In early June, the US Securities and Exchange Commission (SEC) filed separate lawsuits against cryptocurrency companies Coinbase and Binance. The central allegation of both is that the companies were running unregistered securities exchanges. In other words, the SEC believes these companies set up their own exchanges for buying and selling assets, which were in fact, securities under the law, without following the government rules and regulations that generally protect investors.

The Coinbase and Binance cases have consequences and implications that extend far beyond the fates of these two companies. Indeed, it seems the entire crypto industry could potentially be affected by the SEC’s actions.

The SEC’s allegations

The SEC’s suit against Coinbase alleges the company created securities under its program for “staking” or lending crypto assets in return for income, which were then sold to investors without lawful disclosures and registration with the SEC. In so doing, the company “has deprived investors of significant protections, including inspection by the SEC, record-keeping requirements, and safeguards against conflicts of interest, among others,” according to the agency’s complaint.

Binance faces these same charges, as well as additional ones for allegedly misusing customer funds. For instance, the SEC alleges the company and its founder Changpeng Zhao engaged in tactics like “wash trading” to inflate prices and profit off of consumers.

The agency also contends they mixed up funds from investors and transferred them to another Zhao-owned company in an attempt to thwart the authorities. As SEC Chair Gary Gensler states, “We allege that Zhao and Binance entities engaged in an extensive web of deception, conflicts of interest, lack of disclosure, and calculated evasion of the law.”

Altogether, the SEC has brought 13 charges against Zhao and his company. These allegations could lead to criminal prosecution for fraud or similar offenses under US laws.

What’s going to happen?

First off, it will take a very long time for these cases to be resolved. They may even stretch on for years. In the meantime, Coinbase and Binance can be expected to continue to operate, and people can still use them to trade.

The likely outcome of the case will be that the core functions of these firms (i.e., running an orderly exchange, helping investors do trades, and clearing/settling those trades) will be split up and brought under similar regulations to those governing financial firms performing the same functions for securities such as bonds, stocks, and mutual funds.
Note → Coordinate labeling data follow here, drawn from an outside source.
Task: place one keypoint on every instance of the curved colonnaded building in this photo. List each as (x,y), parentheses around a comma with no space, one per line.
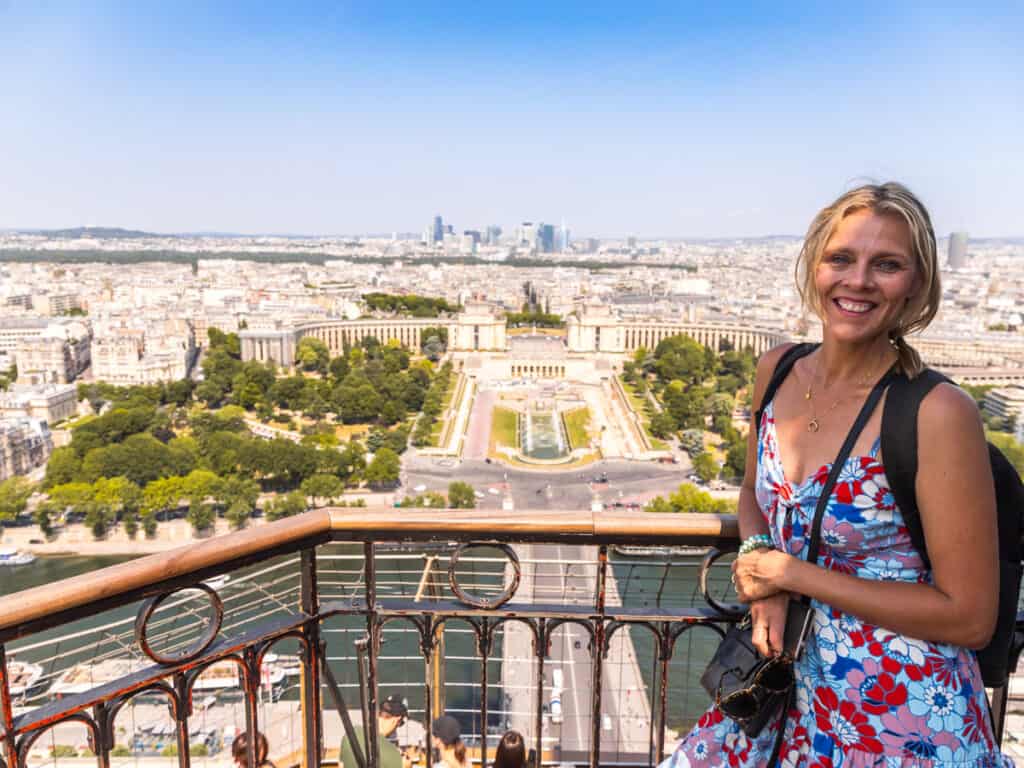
(592,332)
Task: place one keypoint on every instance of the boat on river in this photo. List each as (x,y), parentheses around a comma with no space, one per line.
(220,676)
(627,550)
(11,556)
(25,679)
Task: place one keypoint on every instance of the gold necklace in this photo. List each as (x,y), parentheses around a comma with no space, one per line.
(813,424)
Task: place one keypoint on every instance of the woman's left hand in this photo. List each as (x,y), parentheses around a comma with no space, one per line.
(759,573)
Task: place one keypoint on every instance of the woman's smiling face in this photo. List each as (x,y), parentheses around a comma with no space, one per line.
(866,273)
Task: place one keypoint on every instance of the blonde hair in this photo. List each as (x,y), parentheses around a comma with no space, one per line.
(894,199)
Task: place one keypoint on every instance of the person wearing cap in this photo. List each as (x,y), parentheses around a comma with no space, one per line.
(390,714)
(448,741)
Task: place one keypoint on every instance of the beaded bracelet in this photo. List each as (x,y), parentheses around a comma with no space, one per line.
(759,541)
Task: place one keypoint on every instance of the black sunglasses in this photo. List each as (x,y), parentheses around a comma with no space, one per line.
(774,676)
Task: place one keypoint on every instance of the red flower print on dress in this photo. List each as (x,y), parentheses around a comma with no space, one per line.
(713,717)
(844,722)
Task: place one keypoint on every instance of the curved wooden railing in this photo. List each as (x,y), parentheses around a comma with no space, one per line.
(56,603)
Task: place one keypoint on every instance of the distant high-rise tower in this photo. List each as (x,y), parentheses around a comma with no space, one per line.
(547,236)
(957,250)
(527,233)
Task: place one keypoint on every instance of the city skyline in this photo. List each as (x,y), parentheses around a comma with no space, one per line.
(683,123)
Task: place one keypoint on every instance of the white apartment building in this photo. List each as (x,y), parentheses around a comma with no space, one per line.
(52,304)
(25,444)
(162,351)
(13,329)
(1006,402)
(47,402)
(57,355)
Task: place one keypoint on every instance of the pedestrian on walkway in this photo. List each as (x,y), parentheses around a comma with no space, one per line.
(448,742)
(391,714)
(240,751)
(511,751)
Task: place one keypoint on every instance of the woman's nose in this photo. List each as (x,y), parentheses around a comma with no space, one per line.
(860,275)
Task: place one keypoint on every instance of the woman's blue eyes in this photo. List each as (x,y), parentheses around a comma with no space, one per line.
(886,265)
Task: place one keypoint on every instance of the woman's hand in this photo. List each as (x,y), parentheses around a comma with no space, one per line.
(768,622)
(759,573)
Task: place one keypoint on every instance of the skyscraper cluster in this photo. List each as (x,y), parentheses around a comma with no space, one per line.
(957,250)
(534,236)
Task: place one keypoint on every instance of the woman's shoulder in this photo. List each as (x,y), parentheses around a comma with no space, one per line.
(947,407)
(766,367)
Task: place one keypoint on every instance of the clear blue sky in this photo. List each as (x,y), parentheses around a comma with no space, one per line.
(650,119)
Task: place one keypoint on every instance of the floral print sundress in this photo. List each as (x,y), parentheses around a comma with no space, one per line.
(865,696)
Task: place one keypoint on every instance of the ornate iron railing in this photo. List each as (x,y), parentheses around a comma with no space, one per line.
(526,621)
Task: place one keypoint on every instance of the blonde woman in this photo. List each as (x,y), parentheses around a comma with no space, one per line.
(887,677)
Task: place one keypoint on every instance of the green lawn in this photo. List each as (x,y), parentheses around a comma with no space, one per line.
(504,426)
(642,407)
(576,424)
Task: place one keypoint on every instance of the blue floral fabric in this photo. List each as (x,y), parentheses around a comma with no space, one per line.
(865,696)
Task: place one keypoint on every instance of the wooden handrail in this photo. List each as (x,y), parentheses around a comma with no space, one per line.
(119,584)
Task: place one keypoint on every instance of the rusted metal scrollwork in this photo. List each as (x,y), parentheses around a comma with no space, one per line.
(730,610)
(478,602)
(147,608)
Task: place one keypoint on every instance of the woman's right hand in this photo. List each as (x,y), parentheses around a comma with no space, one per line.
(768,622)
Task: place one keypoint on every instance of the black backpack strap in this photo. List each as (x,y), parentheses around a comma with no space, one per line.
(844,453)
(899,446)
(782,368)
(812,552)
To stay in business, Coinbase and Binance will likely need to submit to inspections by the SEC or other regulators, keep books and records as required, and make truthful disclosures to investors.

However, that’s not where the case’s impact will end. The whole world of crypto is likely to change as a result.

Will crypto come under the SEC’s umbrella?

The actions that the SEC has taken against Coinbase and Binance will test whether or not crypto companies fall under the purview of US laws that regulate securities. Crypto companies have long sought to exploit ambiguities in the SEC’s rules and argue that their coins, tokens, and other assets are not securities. These apparent gaps in the rules exclude their activities from investor protections, such as filing audited financial statements and preventing manipulative trading such as “wash sales”.

Indeed, questioning the SEC’s jurisdiction is Coinbase’s most recent defense. “Coinbase just doesn’t list securities, period,” the business’s chief legal officer has claimed, seeking to get the case dismissed.

Whatever decision the court reaches, its ruling can be anticipated to clarify the obligations to investors and regulators that cryptocurrency exchanges incur.

How crypto will change

I foresee other changes as well. For instance, the barriers to getting new digital asset tokens launched will likely become higher as access to pools of US investor capital becomes more limited. Digital asset tokens will also probably need to make financial disclosures, such as ownership and control information, and keep this data up to date.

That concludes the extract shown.